The other pillar of this strategy was the notion
that the US could impose democracy by force. Doing
such a thing, while not totally impossible, is
extraordinarily difficult. It requires tremendous
patience, skill, and knowledge on the part of
the occupier, and the chance of success depends
to a large part on the underlying character and
institution of the country. A homogenous nation
that is not distracted by ethnic or other divisions,
and one that has previous experience with democracy
and contains viable institutions such as political
parties, independent press, and civil society,
is much more likely to find success. Egypt would
have a much better chance of democracy taking
hold than Iraq after Saddam. So to pick Iraq as
the country in which to carry out this vast social
science experiment was rather bizarre.
In fact, after creating this incredibly ambitious
policy, Bush simply lacked the knowledge or interest,
either personally or in his administration, to
make it work. The occupation has been characterized
by gross negligence and incompetence. Half of
the staff of the CPA had never traveled outside
the US when they got hired. There is still no
clear understanding of who gave or why the order
was given to disband Iraq’s only national
institution, the army. The lack of 10,000 military
policemen allowed Baghdad to descend into the
chaos of mass looting right after the war, from
which it never really recovered. There were many
strong voices who pointed out the need for a large
army of occupation, but they were ignored or silenced.

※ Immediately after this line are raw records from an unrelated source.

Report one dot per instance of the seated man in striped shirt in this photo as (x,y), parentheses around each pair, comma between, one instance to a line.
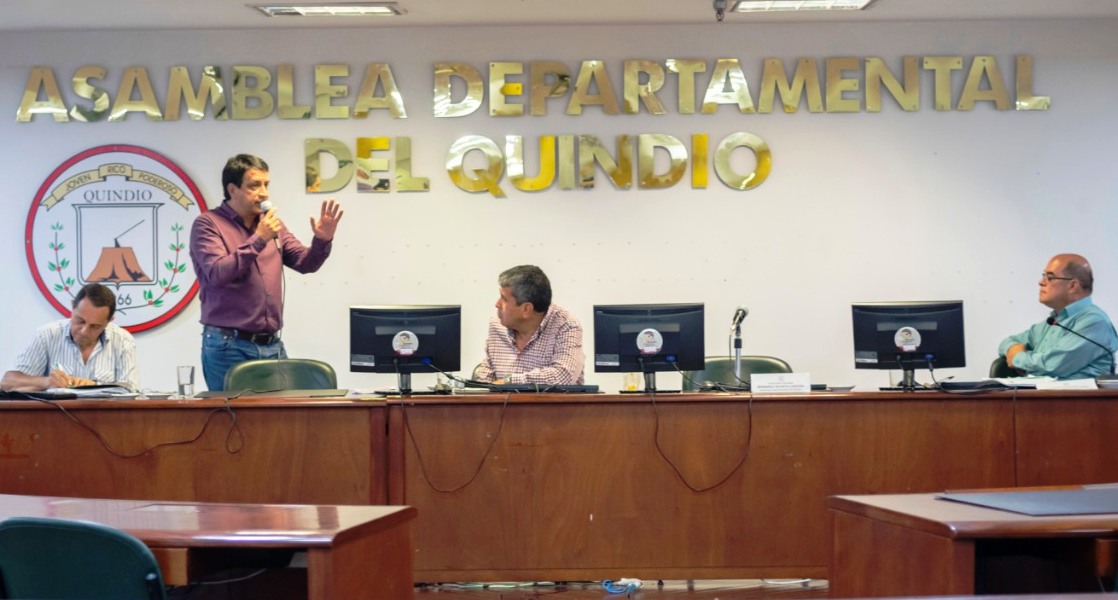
(531,340)
(84,350)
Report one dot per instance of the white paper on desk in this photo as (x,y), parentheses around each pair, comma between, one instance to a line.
(780,382)
(1068,384)
(1023,381)
(94,391)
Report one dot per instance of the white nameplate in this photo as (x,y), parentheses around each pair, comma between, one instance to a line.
(1068,384)
(780,382)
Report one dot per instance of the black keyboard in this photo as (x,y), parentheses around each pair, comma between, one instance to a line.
(986,384)
(541,388)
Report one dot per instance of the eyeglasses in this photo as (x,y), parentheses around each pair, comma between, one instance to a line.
(1051,276)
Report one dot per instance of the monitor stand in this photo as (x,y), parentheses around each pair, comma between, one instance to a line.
(908,383)
(404,388)
(650,387)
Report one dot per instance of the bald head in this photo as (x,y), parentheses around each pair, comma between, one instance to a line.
(1077,267)
(1067,279)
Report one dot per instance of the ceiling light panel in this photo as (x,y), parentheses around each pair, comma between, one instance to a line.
(776,6)
(343,9)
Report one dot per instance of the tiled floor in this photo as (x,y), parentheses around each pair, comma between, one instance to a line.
(692,590)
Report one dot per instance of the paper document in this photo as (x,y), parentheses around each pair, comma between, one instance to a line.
(1024,381)
(1068,384)
(94,391)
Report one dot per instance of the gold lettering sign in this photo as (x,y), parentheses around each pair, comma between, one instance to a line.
(258,92)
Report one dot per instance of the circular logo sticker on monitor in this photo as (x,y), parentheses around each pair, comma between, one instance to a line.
(119,216)
(650,341)
(405,343)
(907,339)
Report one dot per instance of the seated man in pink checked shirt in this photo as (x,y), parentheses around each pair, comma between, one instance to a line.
(531,340)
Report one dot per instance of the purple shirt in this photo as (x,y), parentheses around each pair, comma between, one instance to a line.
(239,273)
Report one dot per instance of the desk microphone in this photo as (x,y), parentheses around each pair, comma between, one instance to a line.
(739,315)
(1052,321)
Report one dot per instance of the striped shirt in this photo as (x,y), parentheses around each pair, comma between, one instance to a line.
(113,360)
(552,356)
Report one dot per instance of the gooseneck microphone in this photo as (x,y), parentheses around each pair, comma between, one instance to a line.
(739,315)
(1052,321)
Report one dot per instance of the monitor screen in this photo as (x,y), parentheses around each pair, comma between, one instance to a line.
(405,339)
(908,335)
(647,337)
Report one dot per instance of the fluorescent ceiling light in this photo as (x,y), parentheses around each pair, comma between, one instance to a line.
(773,6)
(341,9)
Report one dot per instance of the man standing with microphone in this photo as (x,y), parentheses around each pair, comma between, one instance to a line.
(240,268)
(1077,341)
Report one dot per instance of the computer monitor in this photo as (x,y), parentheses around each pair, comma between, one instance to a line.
(909,335)
(648,337)
(405,340)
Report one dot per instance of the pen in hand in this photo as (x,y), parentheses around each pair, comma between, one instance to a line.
(66,378)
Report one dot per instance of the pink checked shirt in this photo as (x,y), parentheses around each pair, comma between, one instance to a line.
(553,355)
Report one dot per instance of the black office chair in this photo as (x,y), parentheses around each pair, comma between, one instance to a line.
(720,370)
(276,374)
(1000,369)
(59,559)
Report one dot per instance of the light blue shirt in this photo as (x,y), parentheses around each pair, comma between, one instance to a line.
(113,359)
(1055,352)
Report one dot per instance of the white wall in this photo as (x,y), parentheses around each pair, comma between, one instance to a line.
(859,207)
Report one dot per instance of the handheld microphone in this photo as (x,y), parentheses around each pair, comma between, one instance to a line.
(1052,321)
(266,206)
(739,315)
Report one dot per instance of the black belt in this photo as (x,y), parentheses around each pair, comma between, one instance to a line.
(263,339)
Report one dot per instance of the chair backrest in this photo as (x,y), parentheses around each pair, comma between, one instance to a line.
(60,559)
(276,374)
(1000,369)
(720,370)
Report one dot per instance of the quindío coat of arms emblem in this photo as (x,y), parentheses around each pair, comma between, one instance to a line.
(119,216)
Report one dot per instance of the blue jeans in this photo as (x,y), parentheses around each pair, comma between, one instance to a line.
(221,350)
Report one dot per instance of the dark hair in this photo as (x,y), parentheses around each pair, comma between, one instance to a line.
(98,296)
(527,283)
(1081,272)
(236,168)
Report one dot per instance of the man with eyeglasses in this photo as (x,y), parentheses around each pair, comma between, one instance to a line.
(1077,341)
(531,340)
(84,350)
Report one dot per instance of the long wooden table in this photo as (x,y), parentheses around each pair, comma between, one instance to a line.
(258,450)
(915,544)
(351,551)
(699,486)
(570,487)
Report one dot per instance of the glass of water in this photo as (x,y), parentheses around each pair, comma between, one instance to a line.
(186,381)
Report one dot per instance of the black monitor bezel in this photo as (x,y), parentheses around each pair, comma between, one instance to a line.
(608,337)
(946,350)
(446,355)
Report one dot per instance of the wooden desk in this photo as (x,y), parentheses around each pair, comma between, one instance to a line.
(913,544)
(352,551)
(282,450)
(575,487)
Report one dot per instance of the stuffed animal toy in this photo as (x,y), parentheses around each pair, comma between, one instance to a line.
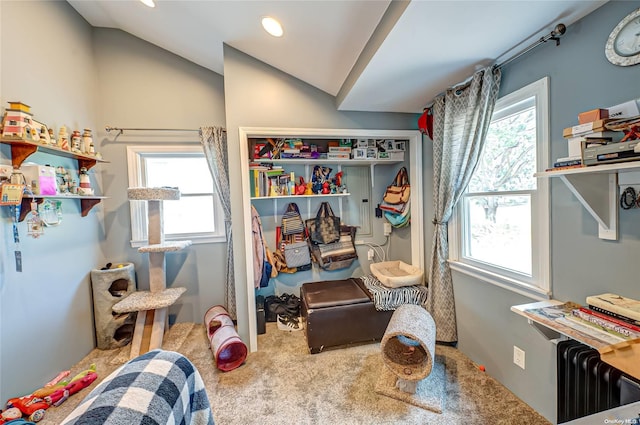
(78,383)
(30,406)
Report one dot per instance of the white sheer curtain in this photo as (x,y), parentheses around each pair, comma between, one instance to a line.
(461,118)
(214,143)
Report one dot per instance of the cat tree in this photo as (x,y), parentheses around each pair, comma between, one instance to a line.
(152,305)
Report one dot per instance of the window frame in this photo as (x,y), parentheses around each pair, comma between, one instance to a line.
(538,286)
(139,218)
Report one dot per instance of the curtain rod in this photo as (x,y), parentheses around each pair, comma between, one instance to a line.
(558,31)
(122,130)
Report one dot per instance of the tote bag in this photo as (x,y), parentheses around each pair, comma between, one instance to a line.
(325,227)
(291,220)
(399,191)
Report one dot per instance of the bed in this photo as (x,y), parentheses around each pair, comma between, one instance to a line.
(158,387)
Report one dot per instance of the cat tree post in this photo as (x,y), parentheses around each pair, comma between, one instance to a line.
(152,305)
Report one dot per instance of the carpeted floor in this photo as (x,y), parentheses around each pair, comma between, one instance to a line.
(283,384)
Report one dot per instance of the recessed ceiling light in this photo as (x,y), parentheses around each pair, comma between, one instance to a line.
(272,26)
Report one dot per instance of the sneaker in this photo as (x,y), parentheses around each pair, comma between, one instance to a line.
(289,323)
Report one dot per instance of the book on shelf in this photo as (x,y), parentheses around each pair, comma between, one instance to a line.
(605,325)
(553,312)
(566,167)
(610,318)
(576,324)
(568,162)
(613,303)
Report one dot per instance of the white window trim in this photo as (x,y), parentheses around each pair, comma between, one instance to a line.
(139,214)
(540,227)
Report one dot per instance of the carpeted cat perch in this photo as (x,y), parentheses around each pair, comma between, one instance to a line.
(412,374)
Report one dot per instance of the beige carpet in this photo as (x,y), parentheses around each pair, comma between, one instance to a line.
(283,384)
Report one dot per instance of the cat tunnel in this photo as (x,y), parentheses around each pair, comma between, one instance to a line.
(228,349)
(408,346)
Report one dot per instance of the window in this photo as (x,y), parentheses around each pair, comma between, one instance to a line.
(500,233)
(197,215)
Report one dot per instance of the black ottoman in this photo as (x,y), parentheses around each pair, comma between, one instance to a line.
(339,312)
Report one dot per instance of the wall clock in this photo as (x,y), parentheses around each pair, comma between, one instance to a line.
(623,45)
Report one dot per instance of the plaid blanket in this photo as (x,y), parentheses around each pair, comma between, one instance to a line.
(386,299)
(158,387)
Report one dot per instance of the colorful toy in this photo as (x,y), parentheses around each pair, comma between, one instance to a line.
(61,395)
(30,406)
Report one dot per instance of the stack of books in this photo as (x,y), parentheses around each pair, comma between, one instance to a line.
(610,314)
(590,131)
(269,180)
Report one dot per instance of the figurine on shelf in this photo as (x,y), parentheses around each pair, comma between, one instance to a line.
(87,141)
(63,138)
(76,141)
(85,183)
(52,137)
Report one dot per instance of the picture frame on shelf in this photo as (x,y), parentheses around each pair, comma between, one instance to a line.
(360,153)
(43,132)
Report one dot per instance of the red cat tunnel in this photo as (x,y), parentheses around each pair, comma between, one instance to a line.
(227,347)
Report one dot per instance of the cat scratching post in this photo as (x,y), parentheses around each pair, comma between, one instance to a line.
(152,305)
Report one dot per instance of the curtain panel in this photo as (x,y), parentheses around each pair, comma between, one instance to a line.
(214,144)
(461,118)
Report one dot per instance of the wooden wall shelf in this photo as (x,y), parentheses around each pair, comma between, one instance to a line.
(86,203)
(624,355)
(21,149)
(596,189)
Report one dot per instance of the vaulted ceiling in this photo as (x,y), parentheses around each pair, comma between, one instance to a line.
(375,55)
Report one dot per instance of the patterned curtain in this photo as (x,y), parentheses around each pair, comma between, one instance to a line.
(461,118)
(214,143)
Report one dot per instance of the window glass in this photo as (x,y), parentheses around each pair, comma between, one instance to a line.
(197,215)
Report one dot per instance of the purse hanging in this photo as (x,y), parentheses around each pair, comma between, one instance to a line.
(325,227)
(291,220)
(399,191)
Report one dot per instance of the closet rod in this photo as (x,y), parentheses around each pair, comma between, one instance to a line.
(121,130)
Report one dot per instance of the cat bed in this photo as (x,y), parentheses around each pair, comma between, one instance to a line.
(394,274)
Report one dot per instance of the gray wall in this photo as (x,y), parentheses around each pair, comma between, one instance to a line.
(84,77)
(581,79)
(258,95)
(46,319)
(143,86)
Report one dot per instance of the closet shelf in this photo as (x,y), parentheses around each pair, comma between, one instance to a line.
(21,149)
(329,195)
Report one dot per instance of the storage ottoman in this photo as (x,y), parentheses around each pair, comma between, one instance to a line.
(338,312)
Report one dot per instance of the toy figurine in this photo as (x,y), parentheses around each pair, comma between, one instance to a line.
(309,190)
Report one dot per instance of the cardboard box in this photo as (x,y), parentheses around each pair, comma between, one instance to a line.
(592,115)
(41,178)
(625,110)
(339,149)
(590,127)
(338,155)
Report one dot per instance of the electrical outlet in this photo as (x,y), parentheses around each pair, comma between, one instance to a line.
(370,254)
(518,356)
(5,171)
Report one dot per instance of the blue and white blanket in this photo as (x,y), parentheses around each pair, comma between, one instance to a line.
(158,387)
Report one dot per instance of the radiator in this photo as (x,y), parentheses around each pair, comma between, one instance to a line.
(586,385)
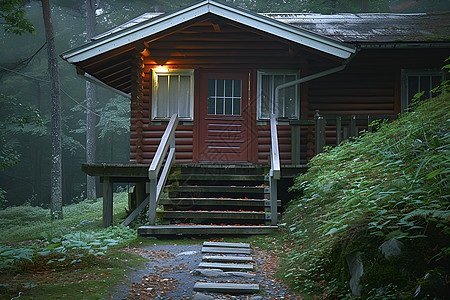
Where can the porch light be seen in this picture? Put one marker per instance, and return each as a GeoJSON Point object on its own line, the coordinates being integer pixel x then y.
{"type": "Point", "coordinates": [161, 68]}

The lack of sufficient understanding of Iraq’s
complexities, and the heavy-handed tactics used
by the military initially, culminating in Abu
Ghraib, completely backfired. And yet Bush had
no accountability or real process to analyze and
manage these complex problems.
Throughout the last four years there has been
insufficient security and reconstruction in both
Iraq and Afghanistan. The overwhelming need to
establish security early and maintain it was ignored,
and that is why we have the catastrophe we face
today. In Afghanistan, a few billion dollars annually
would have been sufficient to buy and destroy
the poppy crop, which fuels much of the instability.
In Iraq, the lack of security has inexorably allowed
the situation to go from bad to worse to beyond
that. Baghdad is now dividing into armed neighborhood
camps, and ethnic cleansing is gathering pace.